That is not what I asked.  I asked if you need a username and password to access the webcam.



> 2) _"When you try to access your webcam over the internet, use your DNS name that you registered"_...
> ***i have a user name on the site that i mentioned earlier in this thread but, it would appear that the site falls short as it just simply stops and gives you no further directions. if i type the assigned address of the camera by the router in his office, MY system wants to think it is looking for that address on MY router and thusly, it goes no place.*


When you register there, you create your own DNS name that is used externally.  You then either enter in your IP manually, or install their DynDNS Updater software on your computer.

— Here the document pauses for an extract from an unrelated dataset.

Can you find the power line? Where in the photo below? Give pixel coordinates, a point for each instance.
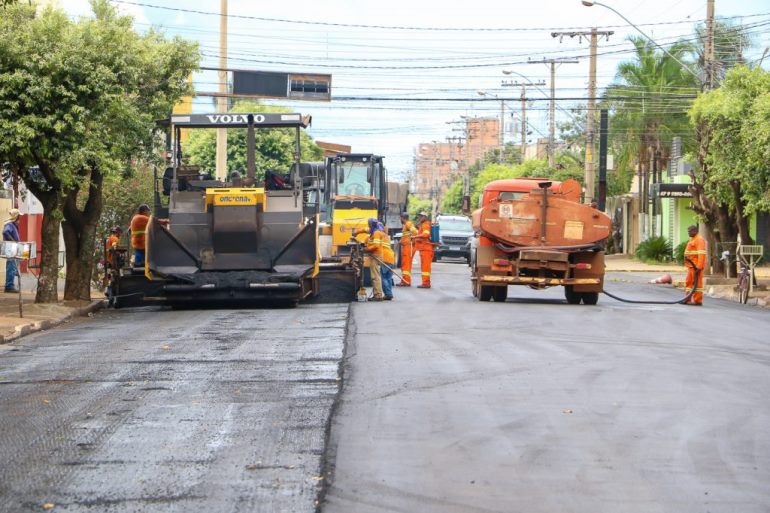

> _"That way when you enter in that address, the router will no where to send that information.  Make sure though that your dyndns account is setup with your correct external IP."_
> ***external ip?, you mean the address of the camera as mentioned above?*


The IP address of your modem, not the one of your webcam.  Go here to find your external IP, and enter it in DynDNS.

http://www.whatismyip.com/


----------



## Da Mail Man (Apr 16, 2010)

greetings all,

..ok, i will attempt to get the ip of the cable modem serving that office and go from there. however, it will be a few days as the office is a bit of a distance....will advise........THANKS!


----------



## Da Mail Man (Apr 20, 2010)

...ok, FINALLY obtained the ip address of the cable modem at the office...but, this is as far as i can go and am still stuck...maybe i will re-read the posts...


----------



## Da Mail Man (Apr 21, 2010)

*.???*


----------



## Geoff (Apr 21, 2010)

You said you were going to re-read the posts.  I assume that didn't help you?


----------



## Da Mail Man (Apr 21, 2010)

[-0MEGA-];1458695 said:
			
		

> You said you were going to re-read the posts.  I assume that didn't help you?

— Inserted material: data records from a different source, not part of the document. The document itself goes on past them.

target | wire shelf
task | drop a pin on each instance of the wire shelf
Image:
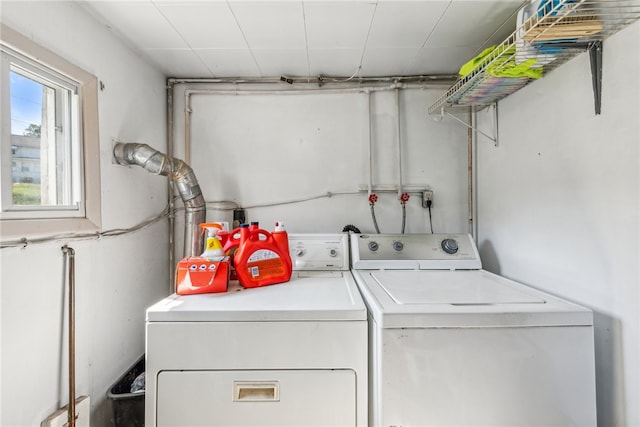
(548, 34)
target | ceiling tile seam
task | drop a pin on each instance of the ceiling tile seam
(246, 41)
(366, 41)
(306, 40)
(485, 44)
(435, 27)
(183, 39)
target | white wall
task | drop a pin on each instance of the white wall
(117, 277)
(558, 206)
(260, 151)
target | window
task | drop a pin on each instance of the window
(49, 157)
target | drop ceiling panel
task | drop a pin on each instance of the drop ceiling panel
(141, 23)
(239, 38)
(338, 25)
(334, 62)
(204, 24)
(417, 21)
(271, 25)
(472, 23)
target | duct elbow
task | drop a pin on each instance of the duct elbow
(184, 179)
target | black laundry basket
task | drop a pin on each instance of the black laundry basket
(128, 408)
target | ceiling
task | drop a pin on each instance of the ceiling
(307, 38)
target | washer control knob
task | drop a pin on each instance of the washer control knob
(450, 246)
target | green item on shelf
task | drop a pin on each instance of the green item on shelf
(506, 67)
(500, 62)
(468, 67)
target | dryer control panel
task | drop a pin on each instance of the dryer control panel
(414, 252)
(319, 251)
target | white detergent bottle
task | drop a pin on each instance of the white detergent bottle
(213, 248)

...CORRECT...i have the ip and still don't know how to connect...i think i bit off more then i can chew here!...


----------



## Da Mail Man (Apr 30, 2010)

.....all out of ideas as to how to access this camera.......


----------



## Da Mail Man (May 2, 2010)

..........ttt


----------



## Da Mail Man (May 6, 2010)

*.....well, looks like this thread has died......*


----------



## Geoff (May 6, 2010)

Hard to figure out the issue without being there.


----------



## Da Mail Man (May 6, 2010)

[-0MEGA-];1466421 said:
			
		

> Hard to figure out the issue without being there.



well, i have all the info (apparently) but don't know how to "link" it all together...in effect, what/where/how do i type in my browser (???) to send a command to turn on or allow me access to the webcam through the internet and cable modem?


----------



## Da Mail Man (May 12, 2010)

[-0MEGA-];1466421 said:
			
		

> Hard to figure out the issue without being there.

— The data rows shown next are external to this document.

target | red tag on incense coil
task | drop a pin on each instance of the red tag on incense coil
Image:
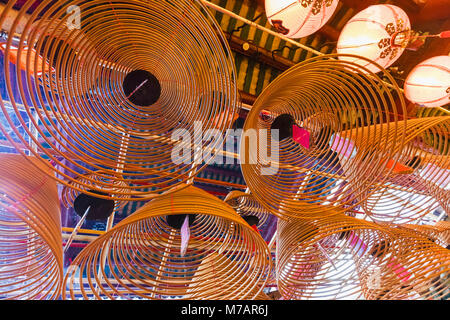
(185, 235)
(301, 136)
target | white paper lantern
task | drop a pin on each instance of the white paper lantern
(369, 34)
(297, 19)
(428, 84)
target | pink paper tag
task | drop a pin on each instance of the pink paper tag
(185, 235)
(301, 136)
(357, 244)
(343, 146)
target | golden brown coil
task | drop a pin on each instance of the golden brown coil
(141, 255)
(31, 256)
(105, 96)
(323, 97)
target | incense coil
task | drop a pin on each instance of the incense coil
(417, 269)
(246, 205)
(439, 233)
(319, 259)
(111, 101)
(143, 254)
(69, 194)
(31, 257)
(322, 96)
(418, 182)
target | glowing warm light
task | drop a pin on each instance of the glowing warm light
(297, 19)
(428, 84)
(369, 34)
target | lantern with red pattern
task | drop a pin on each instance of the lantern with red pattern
(428, 84)
(371, 34)
(297, 19)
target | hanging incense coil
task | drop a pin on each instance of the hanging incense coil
(310, 104)
(246, 206)
(31, 257)
(417, 269)
(69, 194)
(112, 92)
(418, 181)
(320, 259)
(142, 258)
(439, 233)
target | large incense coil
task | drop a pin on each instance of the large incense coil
(319, 259)
(323, 96)
(31, 257)
(69, 194)
(420, 183)
(84, 119)
(418, 269)
(246, 205)
(142, 254)
(438, 233)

**********************************

..well let's recap; 

1) i have the cable modem's ip address

2) i have a dns server in place (i think i said that correctly)

3) my belief is that having both the aforementioned, i should be able to access the camera but, don't know where to start or what to type and where to "sign in'' or type in to obtain access to the camera....

4) do i type "something" into the address bar?

....i am running out of time and think i stumped the forum again...


----------